Coinfection With Hepatitis B or C Is a Risk Factor for Reduced Bone Mineral Density Among Women With HIV
January 29, 2013
French researchers report that HIV-infected women are more likely to develop osteoporosis -- reduced bone mineral density -- if they also have hepatitis B or C. Previous studies have documented high prevalence of osteoporosis among HIV-infected people, perhaps due to smoking, aging, HIV infection, or antiretroviral drug use. Research has also confirmed a high rate of osteoporosis -- up to 56 percent -- among people with chronic liver disease. Since many HIV-infected people also have hepatitis B or C, the French study examined whether co-infection increased the prevalence of osteopenia (mild reduction in bone mineral density) or osteoporosis in men and women.

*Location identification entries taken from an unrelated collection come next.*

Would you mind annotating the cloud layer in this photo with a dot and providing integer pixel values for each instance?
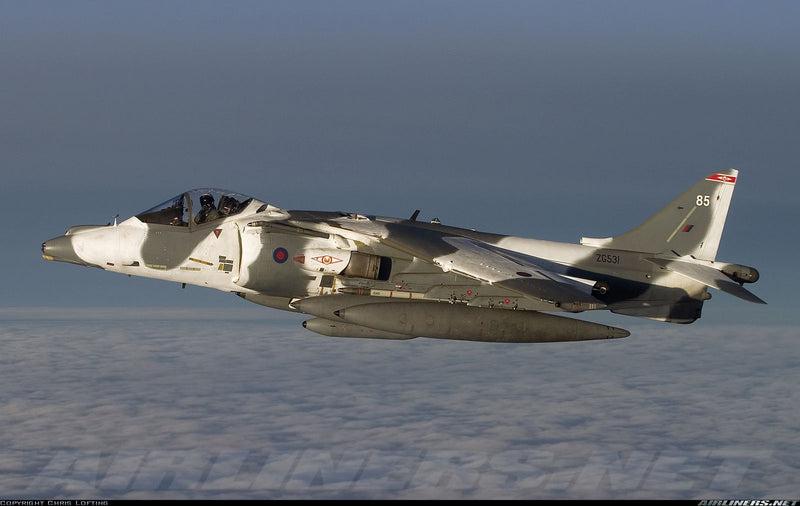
(231, 405)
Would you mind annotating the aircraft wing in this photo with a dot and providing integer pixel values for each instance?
(708, 276)
(515, 271)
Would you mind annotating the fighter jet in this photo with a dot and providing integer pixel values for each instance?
(365, 276)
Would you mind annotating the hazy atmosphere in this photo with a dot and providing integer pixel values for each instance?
(552, 120)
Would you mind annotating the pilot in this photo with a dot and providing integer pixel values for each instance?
(228, 205)
(208, 211)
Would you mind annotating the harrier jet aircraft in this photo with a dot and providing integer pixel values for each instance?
(360, 275)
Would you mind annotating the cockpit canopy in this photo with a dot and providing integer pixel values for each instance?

The study recruited 626 HIV-infected people, from 2004 to 2005 and from 2008 to 2009, for bone density scans of the lumbar spine, hip, and total body. Most participants had an undetectable viral load. Of the 269 group participants who were co-infected with hepatitis, 208 had hepatitis C, 45 had hepatitis B, and 16 had both B and C. The median age of study participants was 44, and females comprised more than a quarter of participants (27 percent).
There was little difference in the rates of osteopenia among HIV-infected people and people who had both HIV and hepatitis, but the prevalence of osteoporosis was higher for co-infected people. Osteoporosis risk factors for men included age, sexual activity with other men, and lower body mass index (BMI). Co-infection with hepatitis was not associated with increased risk. In contrast, age, lower BMI, and co-infection with hepatitis increased the risk of osteoporosis for co-infected women. Researchers advised healthcare providers to include preventive measures to reduce "BMI decline" and risk of fracture for co-infected women.
The full report, "Chronic Viral Hepatitis Is Associated With Low Bone Mineral Density in HIV-Infected Patients, ANRS CO 3 Aquitaine Cohort," was published online in the Journal of Acquired Immune Deficiency Syndromes (2013; doi: 10.1097/QAI.0b013e3182845d88).